Scarred Walls, Shattered Windows

Deeper into town, the buildings still standing have been scarred by bullets and cratered by tank shells. Most of the windows of the Noor Mosque have been shattered by shooting, and its facade is riddled with bullet holes. Few venture there to pray anymore.

Across the street from the mosque, the living room windows of the Hassan family’s home were blown out in gun battles months ago. The walls are pitted by the bullets that have whizzed by most nights for the last year.

Jamal Hassan, 41, made $30 a day as a construction worker in Israel before the revolt began. He hasn’t worked since Sept. 29, and has exhausted his savings. His 17-year-old son, Mustafa, recently took a job as a waiter, working from 5 p.m. until 2 a.m., seven days a week. He brings home $100 a month but falls asleep at his desk at school every day.

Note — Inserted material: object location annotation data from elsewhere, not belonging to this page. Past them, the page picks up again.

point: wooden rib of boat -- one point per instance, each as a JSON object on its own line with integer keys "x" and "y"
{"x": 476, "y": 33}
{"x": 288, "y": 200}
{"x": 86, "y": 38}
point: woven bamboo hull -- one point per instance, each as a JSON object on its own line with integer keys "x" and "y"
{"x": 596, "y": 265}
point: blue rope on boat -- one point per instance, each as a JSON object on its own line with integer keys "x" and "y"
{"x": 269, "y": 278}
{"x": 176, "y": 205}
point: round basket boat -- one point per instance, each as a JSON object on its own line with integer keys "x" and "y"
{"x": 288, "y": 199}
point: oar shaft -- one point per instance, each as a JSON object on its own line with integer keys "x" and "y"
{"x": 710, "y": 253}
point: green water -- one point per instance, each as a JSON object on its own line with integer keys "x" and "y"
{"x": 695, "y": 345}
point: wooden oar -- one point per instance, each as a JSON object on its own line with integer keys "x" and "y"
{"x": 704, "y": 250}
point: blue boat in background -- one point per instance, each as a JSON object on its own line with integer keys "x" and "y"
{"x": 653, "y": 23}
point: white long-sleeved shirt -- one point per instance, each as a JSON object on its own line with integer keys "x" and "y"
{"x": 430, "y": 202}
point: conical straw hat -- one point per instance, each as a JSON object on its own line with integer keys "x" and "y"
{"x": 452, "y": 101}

“We are less than poor now,” said Jamal Hassan’s wife, Mazeh, 35.

By not paying utility bills and eating mostly beans and lentils, the family is getting by, she said. With pride, she adds that her five older children frequently throw stones at the soldiers. She worries only about her youngest, 8-year-old Abdul Khader. He is so frightened by the shooting that he now flees to his grandfather’s home, farther from the border, whenever the battles begin.

For Mazeh Hassan, the suicide bombers who have killed dozens of Israelis are heroes. Eventually, she said, they will exact so great a price in civilian casualties that Israel will withdraw from the West Bank and Gaza. “We have to be patient,” she said. “. . . It will take a few years, but we will keep going until they leave us and get out.”